Denn einerseits ist es ganz sicher so, wie der Thüringen-Monitor es seit Jahren abbildet: Der weit überwiegende Teil der Thüringer gibt sich unbestrittenen und unbeirrt demokratisch. Nach der aktuellen Ausgabe sind dies wie bereits erwähnt 88 Prozent der wahlberechtigten Menschen ab 18 Jahren im Freistaat. Im Jahr 2023 lag dieser Wert ebenso bei 88 Prozent. Er pendelt schon seit 2017 zwischen 84 und 90 Prozent.

Andererseits wird im Thüringen-Monitor aber überhaupt nicht danach gefragt, was die Menschen genau unter der Demokratie verstehen, zu der sie sich in den Befragungen für die Studie bekennen.

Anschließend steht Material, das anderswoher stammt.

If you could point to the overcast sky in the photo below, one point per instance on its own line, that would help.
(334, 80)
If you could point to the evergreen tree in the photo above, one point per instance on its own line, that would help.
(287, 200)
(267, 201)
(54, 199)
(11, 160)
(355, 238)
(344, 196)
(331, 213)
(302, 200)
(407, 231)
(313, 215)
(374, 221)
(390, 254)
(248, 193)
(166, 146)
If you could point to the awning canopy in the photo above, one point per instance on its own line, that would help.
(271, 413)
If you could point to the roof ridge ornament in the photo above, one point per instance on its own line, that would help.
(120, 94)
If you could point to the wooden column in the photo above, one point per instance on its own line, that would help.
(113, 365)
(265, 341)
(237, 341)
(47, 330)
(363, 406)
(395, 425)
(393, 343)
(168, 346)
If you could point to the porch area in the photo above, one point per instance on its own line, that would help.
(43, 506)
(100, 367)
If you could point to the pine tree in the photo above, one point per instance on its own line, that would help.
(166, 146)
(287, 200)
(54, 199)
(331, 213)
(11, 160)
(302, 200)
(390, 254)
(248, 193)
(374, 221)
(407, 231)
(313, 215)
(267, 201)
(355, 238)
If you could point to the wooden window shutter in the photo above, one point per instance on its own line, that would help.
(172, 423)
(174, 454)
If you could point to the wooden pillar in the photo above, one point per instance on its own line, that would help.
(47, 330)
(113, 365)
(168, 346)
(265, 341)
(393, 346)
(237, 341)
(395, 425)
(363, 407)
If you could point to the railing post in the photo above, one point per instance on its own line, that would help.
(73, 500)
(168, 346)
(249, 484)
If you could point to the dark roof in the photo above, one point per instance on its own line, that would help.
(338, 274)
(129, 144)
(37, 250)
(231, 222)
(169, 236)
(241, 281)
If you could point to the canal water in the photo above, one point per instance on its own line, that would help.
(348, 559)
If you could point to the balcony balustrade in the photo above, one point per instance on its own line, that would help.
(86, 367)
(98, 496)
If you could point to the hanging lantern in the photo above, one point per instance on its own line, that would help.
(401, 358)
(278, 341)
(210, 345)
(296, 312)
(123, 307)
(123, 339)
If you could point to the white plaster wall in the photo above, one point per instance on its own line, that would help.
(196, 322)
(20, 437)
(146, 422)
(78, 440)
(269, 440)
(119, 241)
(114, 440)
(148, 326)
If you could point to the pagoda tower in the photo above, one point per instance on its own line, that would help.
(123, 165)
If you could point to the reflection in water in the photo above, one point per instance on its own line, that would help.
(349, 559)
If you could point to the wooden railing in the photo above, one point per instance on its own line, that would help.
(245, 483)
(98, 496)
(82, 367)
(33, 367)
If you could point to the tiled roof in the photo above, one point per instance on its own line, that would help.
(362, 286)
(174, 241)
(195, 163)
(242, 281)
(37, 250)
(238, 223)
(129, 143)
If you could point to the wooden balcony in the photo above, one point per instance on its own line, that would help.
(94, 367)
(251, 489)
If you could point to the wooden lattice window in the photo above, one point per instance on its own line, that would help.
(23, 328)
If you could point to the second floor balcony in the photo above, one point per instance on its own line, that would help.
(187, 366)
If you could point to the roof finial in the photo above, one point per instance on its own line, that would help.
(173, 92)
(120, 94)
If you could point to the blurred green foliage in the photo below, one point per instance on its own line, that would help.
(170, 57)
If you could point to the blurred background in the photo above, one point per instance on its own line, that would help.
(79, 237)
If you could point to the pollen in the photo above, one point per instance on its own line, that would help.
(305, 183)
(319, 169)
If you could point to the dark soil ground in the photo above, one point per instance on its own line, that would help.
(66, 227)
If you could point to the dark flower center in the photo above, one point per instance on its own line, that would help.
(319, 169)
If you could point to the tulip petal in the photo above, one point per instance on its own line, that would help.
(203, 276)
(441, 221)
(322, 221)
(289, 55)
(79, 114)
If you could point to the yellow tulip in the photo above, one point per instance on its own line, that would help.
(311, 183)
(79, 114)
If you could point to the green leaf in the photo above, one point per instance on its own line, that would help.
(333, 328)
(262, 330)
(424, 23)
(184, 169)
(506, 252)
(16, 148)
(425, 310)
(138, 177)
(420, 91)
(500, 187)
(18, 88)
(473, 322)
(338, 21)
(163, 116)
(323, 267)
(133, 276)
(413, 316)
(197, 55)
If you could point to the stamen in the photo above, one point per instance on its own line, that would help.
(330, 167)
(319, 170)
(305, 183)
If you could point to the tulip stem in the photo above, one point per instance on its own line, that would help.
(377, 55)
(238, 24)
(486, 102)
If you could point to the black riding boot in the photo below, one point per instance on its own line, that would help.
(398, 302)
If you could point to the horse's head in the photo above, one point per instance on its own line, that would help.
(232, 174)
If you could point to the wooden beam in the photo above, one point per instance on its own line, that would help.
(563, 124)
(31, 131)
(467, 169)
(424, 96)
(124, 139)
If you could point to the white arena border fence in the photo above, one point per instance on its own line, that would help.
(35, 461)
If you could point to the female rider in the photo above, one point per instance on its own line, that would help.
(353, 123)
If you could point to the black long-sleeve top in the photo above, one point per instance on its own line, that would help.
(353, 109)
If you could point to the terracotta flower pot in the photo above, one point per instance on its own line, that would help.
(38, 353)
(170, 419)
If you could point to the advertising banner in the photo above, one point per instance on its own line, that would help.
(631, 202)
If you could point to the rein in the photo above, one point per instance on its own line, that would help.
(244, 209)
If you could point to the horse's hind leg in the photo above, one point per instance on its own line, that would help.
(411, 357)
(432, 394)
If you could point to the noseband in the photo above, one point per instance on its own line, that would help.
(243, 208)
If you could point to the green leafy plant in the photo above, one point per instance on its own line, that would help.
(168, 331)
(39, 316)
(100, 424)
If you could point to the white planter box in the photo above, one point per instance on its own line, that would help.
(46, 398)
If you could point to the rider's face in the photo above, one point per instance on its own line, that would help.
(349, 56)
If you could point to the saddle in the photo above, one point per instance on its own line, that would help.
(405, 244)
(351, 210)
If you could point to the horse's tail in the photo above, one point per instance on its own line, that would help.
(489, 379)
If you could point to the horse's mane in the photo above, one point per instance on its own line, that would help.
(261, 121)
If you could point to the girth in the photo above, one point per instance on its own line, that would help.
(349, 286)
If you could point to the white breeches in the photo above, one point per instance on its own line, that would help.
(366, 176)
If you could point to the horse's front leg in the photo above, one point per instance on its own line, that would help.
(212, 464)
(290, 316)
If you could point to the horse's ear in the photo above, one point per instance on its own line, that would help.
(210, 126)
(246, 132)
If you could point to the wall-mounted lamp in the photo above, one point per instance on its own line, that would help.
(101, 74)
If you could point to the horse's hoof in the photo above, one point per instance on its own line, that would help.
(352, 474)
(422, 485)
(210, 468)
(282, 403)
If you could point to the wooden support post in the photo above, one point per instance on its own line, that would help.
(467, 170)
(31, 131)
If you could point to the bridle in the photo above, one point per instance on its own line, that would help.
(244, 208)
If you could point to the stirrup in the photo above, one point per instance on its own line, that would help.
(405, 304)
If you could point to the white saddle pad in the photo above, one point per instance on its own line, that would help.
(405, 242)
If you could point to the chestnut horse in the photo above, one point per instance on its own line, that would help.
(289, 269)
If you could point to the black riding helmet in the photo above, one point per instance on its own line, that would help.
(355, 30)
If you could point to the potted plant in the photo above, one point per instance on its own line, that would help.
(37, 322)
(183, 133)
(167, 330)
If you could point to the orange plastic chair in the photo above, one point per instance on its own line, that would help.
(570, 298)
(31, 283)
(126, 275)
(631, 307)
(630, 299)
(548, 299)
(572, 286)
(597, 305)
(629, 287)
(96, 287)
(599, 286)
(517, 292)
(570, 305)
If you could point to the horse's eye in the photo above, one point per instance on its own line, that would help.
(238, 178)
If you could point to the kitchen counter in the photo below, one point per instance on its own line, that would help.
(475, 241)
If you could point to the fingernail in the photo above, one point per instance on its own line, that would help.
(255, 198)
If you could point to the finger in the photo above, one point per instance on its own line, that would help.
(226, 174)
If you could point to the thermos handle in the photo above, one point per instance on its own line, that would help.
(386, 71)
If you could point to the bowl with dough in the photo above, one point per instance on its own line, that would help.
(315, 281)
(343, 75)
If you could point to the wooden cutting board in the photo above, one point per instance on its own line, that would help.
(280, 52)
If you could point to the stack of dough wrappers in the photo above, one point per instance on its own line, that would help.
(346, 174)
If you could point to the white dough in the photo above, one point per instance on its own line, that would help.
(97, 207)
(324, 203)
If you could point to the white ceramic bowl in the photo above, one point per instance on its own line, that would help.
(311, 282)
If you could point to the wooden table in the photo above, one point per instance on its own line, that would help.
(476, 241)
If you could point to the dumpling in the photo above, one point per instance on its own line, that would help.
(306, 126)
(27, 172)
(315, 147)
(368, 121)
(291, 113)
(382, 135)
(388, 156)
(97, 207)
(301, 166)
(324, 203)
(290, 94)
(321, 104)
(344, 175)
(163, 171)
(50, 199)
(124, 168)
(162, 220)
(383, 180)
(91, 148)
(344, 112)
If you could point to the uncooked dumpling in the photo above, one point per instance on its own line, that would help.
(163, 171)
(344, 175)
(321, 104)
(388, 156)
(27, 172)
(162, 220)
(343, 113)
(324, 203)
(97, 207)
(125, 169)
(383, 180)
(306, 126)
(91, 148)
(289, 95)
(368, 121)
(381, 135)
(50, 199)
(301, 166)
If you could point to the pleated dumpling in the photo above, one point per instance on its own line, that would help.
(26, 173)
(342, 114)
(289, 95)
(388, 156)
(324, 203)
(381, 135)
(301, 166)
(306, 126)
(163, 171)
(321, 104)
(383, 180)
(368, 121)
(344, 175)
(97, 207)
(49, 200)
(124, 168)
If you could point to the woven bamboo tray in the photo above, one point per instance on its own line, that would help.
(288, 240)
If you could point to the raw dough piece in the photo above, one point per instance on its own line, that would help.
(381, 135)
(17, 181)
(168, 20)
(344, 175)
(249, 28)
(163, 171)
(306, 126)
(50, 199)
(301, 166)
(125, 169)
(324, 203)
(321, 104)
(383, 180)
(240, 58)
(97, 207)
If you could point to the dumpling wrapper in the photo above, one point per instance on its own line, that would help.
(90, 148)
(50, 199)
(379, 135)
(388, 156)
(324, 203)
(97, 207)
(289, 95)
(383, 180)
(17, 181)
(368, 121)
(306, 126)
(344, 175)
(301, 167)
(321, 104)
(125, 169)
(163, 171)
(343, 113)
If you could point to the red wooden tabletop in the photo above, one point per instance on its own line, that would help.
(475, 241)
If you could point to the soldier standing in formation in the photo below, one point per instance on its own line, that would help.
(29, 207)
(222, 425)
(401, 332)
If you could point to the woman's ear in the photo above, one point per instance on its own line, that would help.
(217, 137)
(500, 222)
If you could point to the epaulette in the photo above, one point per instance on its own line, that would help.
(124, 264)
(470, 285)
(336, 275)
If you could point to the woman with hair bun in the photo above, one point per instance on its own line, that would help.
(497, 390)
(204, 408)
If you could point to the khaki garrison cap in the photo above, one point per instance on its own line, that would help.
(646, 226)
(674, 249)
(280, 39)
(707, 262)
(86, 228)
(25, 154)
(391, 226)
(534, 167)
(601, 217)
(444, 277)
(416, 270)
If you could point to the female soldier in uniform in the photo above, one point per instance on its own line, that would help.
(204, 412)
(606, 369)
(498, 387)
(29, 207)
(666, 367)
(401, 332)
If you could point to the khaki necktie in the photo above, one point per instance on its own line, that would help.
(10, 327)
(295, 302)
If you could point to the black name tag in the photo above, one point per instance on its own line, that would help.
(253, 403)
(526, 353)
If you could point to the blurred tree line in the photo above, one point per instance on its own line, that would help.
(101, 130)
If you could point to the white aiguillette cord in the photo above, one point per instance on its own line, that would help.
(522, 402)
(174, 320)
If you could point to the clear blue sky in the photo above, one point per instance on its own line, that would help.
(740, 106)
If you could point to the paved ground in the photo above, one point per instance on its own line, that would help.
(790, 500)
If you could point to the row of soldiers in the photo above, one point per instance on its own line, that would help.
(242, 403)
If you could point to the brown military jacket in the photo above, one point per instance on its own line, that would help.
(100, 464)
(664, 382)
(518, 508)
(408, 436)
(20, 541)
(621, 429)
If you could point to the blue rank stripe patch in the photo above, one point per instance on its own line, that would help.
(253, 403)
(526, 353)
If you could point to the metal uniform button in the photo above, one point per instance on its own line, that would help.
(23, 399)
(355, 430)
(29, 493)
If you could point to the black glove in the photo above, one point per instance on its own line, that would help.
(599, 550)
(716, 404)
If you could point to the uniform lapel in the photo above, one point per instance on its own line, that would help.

In diesem Jahr war das nicht so; und auch nicht in den vergangenen Jahren. So wird nicht ersichtlich, wie sehr die Zustimmung in relevanten Teilen der Bevölkerung zu zumindest entscheidenden Teilen jenes Demokratiekonzepts inzwischen erodiert ist, das die Mütter und Väter des Grundgesetzes zur Basis des Zusammenlebens in Deutschland nach dem Untergang des Nationalsozialismus machen wollten.

Dabei gibt es mehrere ziemlich eingängige Beispiele, die deutlich machen, welche unterschiedlichen Gesellschaftsvorstellungen sich hinter dem abstrakten Schlagwort Demokratie verbergen können. Das – auf globaler Bühne – bizarrste dieser Beispiele mag sein, dass sich selbst das durch und durch diktatorisch regierte Nordkorea als Demokratie sieht, als Demokratische Volksrepublik Korea. Innerhalb Europas ist inzwischen auch ersichtlich, dass Ungarn unter seinem Ministerpräsidenten Viktor Orbán einen jedenfalls dem Namen nach demokratischen Weg geht, der allerdings nicht viel mit dem demokratischen Weg gemein hat, den die Werteordnung der Europäische Union eigentlich vorsieht.

Aber auch ein Blick nach Deutschland und Thüringen zeigt eindringlich, in welch unterschiedlichen Politik- und Gesellschaftsentwürfen die abstrakte Idee von Demokratie inzwischen bemüht wird. Immerhin nehmen selbst strammste Vertreter der rechtsextremen AfD wie etwa der Thüringer AfD-Partei- und Fraktionsvorsitzende Björn Höcke ein ums andere Mal für sich in Anspruch, »die wahren Demokraten« zu sein.

Dass der Thüringen-Monitor seit Jahren danach fragt, wie zufrieden die Menschen im Land damit sind, wie die Demokratie in Deutschland gelebt wird, hilft angesichts dieser Beliebigkeit des Redens über Demokratie auch nicht wirklich weiter. Denn auch in diesem Zusammenhang wird eben nicht weiter evaluiert, was die Menschen unzufrieden mit der demokratischen Praxis in Deutschland macht. Dass dabei aus ihrer Sicht zu wenig auf den Schutz von Minderheiten geachtet wird? Zu viel? Dass die Presse- und Meinungsfreiheit inzwischen zu stark eingeschränkt sind? Dass Hass und Hetze unter dem Deckmantel der Meinungsfreiheit nahezu ungehindert verbreitet werden kann? Dass Politiker zu sehr auf populistische Strömungen in der Bevölkerung hören? Dass solche Stimmen aus der Bevölkerung nicht ausreichend gehört werden?

Jede Antwort auf jede dieser Fragen würde Rückschlüsse darauf zulassen, welche Form von Demokratie die Menschen in Thüringen unterstützen. Doch danach wird nicht gefragt; jedenfalls nicht in dieser Untersuchung, die noch so viele weitere Rückschlüsse auf das politisch-gesellschaftliche Empfinden jenseits von pauschaler, abstrakter und angeblicher Demokratieunterstützung im Freistaat zulässt und deshalb so wichtig ist, um dieses Land besser verstehen zu können.

Voigt immerhin, der promovierte Politikwissenschaftler, hat das Problem mit der zumindest vermessenen Unbestimmtheit des Demokratiebegriffs offenkundig erkannt – und in seiner ersten Regierungserklärung zum Thüringen-Monitor zumindest kurz benannt. »Es gibt genügend Kräfte, welche den Begriff nicht mehr im Sinne einer liberalen, rechtsstaatlich verfassten, pluralistischen Ordnung auslegen, sondern sie verknüpfen ihn mit autoritären, ethnisch begründeten, völkisch-nationalen Vorstellungen«, sagte er vom Pult im Plenarsaal aus.

Die Frage bleibt aber, was man nun mit dieser Erkenntnis macht – analytisch und auch in der politischen Konsequenz.